Two co-defendants await sentencing: Adelaido Gomez, a/k/a “Guy,” pled guilty on July 9 to conspiracy to participate in a racketeering enterprise. Sentencing is set for November 13 in Boise. Amando Garcia, Jr., a/k/a Amando Torres, a/k/a “Toro,” 29, pled guilty on August 8 to conspiracy to participate in a racketeering enterprise and attempted murder in aid of racketeering. Sentencing is set for February 25, 2013, in Boise. The conspiracy charge is punishable by up to life in prison, a maximum fine of $250,000, and up to five years of supervised release. The attempted murder in aid of racketeering charge is punishable by up to 10 years in prison, a maximum fine of $250,000, and up to three years of supervised release.
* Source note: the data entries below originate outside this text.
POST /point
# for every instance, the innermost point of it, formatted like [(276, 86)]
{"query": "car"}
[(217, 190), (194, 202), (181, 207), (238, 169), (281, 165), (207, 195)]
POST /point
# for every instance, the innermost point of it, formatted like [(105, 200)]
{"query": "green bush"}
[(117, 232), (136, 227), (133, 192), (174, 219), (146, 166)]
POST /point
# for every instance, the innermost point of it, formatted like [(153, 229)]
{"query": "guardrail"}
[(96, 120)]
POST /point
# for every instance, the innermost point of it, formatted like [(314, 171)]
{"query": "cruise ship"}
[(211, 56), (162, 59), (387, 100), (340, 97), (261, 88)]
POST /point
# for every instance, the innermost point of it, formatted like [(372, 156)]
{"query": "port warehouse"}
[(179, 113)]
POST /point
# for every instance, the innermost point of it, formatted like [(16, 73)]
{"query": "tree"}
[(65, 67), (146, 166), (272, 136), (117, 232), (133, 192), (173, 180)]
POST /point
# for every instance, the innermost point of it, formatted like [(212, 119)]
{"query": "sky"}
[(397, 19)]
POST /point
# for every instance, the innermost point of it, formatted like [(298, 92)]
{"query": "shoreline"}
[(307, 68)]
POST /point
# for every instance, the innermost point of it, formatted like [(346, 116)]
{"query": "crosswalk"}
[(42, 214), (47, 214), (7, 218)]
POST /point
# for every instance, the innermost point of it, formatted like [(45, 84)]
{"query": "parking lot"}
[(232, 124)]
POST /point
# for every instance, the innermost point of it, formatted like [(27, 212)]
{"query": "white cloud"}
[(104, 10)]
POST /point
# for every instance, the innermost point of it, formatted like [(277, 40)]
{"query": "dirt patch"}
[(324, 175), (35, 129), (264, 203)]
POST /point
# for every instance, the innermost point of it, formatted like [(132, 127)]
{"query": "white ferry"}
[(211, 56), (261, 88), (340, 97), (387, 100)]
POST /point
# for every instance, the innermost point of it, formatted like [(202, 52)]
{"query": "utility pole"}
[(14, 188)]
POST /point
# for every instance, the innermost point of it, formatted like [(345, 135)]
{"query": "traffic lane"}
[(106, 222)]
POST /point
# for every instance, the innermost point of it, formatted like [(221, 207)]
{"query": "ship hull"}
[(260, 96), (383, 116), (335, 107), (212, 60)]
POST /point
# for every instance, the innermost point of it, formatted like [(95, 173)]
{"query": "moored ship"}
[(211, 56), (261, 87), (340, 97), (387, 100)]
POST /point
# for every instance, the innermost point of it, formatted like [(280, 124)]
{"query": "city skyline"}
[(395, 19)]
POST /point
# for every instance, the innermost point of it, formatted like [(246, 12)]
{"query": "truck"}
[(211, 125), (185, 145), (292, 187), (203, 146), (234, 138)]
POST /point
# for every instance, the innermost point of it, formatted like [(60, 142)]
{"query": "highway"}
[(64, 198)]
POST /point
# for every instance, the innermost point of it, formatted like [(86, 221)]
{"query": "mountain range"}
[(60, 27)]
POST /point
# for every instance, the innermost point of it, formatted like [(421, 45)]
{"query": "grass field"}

Trial for co-defendants Oscar Garcia a/k/a “Bubba,” a/k/a “Tiny,” and Juan Jimenez a/k/a “Loco,” is set for February 12, 2013.
The federal racketeer influenced corrupt organizations (RICO) law prohibits individuals from participating, or conspiring to participate, in the conduct of an enterprise through a pattern of racketeering activity. An enterprise is defined as any individual, partnership, corporation, association, or other legal entity, and any union or group of individuals associated in fact although not a legal entity. Racketeering activity is defined as specified criminal acts, including murder, arson, distribution of controlled substances, and intimidation and retaliation against witnesses.
The investigation, named Operation Black Magic, included the cooperative law enforcement efforts of the Treasure Valley Metro Violent Crime Task Force; the Federal Bureau of Investigation; the Bureau of Alcohol, Tobacco, Firearms, and Explosives; the Ada County Sheriff’s Office; the Boise Police Department; the Caldwell Police Department; the Canyon County Sheriff’s Office; the Idaho Department of Corrections; the Malheur County Sheriff’s Office; the Meridian Police Department; the Nampa Police Department; the Nyssa Police Department; the Ontario Police Department; the Oregon State Police; and the U.S. Attorney’s Office. The investigation is ongoing.